Come tutti i bambini, Gwendy si è sentita mille volte dire di non dare confidenza agli sconosciuti, ma questo sembra davvero speciale, dolce e convincente. E ha un regalo per lei, che è una ragazza tanto coscienziosa e responsabile. Una scatola, la sua scatola. Un bell'oggetto di mogano antico e solido, coperto da una serie di bottoni colorati. Che cosa ottenere premendoli dipende solo da Gwendy. Nel bene e nel male. "

 

La recensione di StephenKing.it 

Quasi in principio fu Castle Rock, quel lontano 1979 con La zona morta, fra le cui pagine appariva per la prima volta la cittadina immaginaria del Maine destinata a far da sfondo alle storie più iconiche di Stephen King, da Cujo (1981) a Cose preziose (1991) passando per la fiaba nera de Il corpo (Stagioni diverse, 1982).

Sono passati praticamente quarant’anni ma l’oscuro luogo di provincia il cui nome rimanda alla tana del mostro de Il signore della mosche (William Golding, 1954) non ha smesso di ribadire la propria importanza nell’immaginario kinghiano, come ci aiuta a ricordare l’ultima e folgorante novella La scatola dei bottoni di Gwendy, scritta dal Re in collaborazione con Richard Chizmar.

È un ritorno alla tradizione in piena regola per King, lungi dal dimostrarsi stanco nello sviluppo dei temi e delle atmosfere a lui più cari: lo splendore dell’infanzia, il cancro del bullismo, la nostalgia delle estati passate, il conflitto fra la luce e l’ombra… e ovviamente la paura. Che per Gwendy Peterson, la dodicenne del titolo, assume le fattezze del singolare Mr. Farris, uomo in nero con cappello e pastrano (nonostante la calura estiva) incontrato in cima alla “Scala del Suicidio” durante una delle sue sessioni di corsa per dimagrire. Uno sconosciuto che conosce tutto di lei, anche se Gwendy non saprà mai spiegarsi fino in fondo come e perché.

L’attenzione della dodicenne “cicciottella” presto non avrà altro su cui focalizzarsi che l’antica scatola coperta di bottoni donatale dal misterioso osservatore; tutta per lei, solo per lei. Premere i pulsanti è divertente e porta tanta fortuna, ma anche - ci tiene a sottolineare Farris, prima di sparire nella caligine che offusca le strade di Castle Rock - conseguenze terribili.

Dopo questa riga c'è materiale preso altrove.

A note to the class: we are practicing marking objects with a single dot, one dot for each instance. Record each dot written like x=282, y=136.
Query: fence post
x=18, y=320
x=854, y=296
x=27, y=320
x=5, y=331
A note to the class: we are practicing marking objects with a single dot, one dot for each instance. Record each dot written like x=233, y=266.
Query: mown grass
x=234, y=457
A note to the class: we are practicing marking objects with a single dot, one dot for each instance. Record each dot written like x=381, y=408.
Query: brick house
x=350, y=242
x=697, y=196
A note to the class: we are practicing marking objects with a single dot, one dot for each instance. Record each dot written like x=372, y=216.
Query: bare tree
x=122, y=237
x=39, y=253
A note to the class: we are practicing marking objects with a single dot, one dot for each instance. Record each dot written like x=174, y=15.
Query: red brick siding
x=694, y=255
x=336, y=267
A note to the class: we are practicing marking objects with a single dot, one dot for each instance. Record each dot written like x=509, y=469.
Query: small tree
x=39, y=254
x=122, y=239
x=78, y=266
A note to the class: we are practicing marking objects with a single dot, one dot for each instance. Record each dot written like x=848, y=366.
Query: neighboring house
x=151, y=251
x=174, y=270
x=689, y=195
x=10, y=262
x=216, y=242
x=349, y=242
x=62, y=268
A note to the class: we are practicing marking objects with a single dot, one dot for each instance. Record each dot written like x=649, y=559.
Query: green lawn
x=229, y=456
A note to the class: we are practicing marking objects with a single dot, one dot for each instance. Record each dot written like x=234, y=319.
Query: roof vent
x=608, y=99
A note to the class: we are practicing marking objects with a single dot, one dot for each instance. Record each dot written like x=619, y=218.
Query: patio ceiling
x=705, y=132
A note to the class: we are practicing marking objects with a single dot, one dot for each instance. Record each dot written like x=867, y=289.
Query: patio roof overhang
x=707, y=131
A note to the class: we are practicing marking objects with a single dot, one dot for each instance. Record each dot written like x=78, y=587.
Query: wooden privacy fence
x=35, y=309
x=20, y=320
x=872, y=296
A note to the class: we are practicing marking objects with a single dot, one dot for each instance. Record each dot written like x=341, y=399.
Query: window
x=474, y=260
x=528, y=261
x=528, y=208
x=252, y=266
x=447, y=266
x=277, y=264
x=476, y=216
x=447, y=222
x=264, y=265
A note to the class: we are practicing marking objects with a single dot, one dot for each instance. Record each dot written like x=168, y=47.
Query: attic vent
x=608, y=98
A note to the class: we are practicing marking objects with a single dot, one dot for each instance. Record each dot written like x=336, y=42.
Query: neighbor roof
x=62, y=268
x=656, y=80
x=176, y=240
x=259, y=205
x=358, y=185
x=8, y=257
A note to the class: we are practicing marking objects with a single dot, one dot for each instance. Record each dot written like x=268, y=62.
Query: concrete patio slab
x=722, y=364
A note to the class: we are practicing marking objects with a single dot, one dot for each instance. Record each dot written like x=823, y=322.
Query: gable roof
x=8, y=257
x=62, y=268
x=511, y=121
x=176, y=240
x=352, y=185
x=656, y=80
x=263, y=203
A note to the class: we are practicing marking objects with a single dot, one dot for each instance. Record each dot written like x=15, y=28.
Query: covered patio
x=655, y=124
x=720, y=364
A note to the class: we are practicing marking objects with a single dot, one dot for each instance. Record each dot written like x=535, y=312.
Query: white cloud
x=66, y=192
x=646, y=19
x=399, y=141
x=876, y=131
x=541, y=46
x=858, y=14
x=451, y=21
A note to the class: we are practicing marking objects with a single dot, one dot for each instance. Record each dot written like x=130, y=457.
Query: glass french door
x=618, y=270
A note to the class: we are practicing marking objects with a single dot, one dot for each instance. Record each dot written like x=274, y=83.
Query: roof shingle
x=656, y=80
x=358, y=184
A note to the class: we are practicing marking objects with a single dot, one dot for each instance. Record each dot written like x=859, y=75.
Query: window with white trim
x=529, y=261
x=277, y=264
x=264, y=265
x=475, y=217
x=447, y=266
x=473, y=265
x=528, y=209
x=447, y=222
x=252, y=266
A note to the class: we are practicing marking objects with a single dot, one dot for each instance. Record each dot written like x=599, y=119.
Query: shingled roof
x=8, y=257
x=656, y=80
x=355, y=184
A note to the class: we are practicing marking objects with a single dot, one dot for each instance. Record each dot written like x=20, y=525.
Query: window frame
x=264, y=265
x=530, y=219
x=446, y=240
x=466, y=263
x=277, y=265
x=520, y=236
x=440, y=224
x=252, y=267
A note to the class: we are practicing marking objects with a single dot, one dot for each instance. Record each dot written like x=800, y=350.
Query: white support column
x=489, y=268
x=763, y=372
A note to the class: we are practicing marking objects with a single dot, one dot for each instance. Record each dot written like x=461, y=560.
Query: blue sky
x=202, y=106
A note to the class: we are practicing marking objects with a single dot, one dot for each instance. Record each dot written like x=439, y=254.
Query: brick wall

Il seme dell’ossessione però è più forte e ha già attecchito nell’anima della giovane Peterson, come accadeva per i clienti di Leland Gaunt e ancora prima alla coppia dei protagonisti in Button, Button (1970) di Richard Matheson, l’omaggio non troppo fra le righe di La scatola dei bottoni di Gwendy che contribuisce - ancora una volta e in maniera nuova - a evidenziare e assottigliare il confine fra sogno e incubo, curiosità ed errore, dono e maledizione.

Con l’aiuto di Chizmar e il supporto delle illustrazioni di Ben Baldwin e Keith Minnion, veri e propri fermi immagine di un piccolo universo onirico affacciato sull’abisso, King si riconferma abile narratore delle derive quotidiane e delle pieghe di buio che nascondono, dove la dimensione del sovrannaturale vive a un solo passo di distanza della norma fino - e King ha già avuto modo di insegnarcelo - a diventarne sinonimo.

Forte di una scrittura snella e di un ritmo incalzante, fedelmente assecondati e riprodotti dalla traduzione italiana di Giovanni Arduino, quella nella vita di Gwendy Peterson, fra le pareti delle case e per le vie di Castle Rock, ha tutto per essere considerata un’esperienza di viaggio tanto breve quanto avvolgente, che non lascia via d’uscita ai suoi lettori al di fuori dell’ultima pagina, e contiene, sul fondo, la malinconia di un volo d’aquilone interrotto, il dolore del ricordo e la voglia, nonostante tutto, di ritornarci dentro.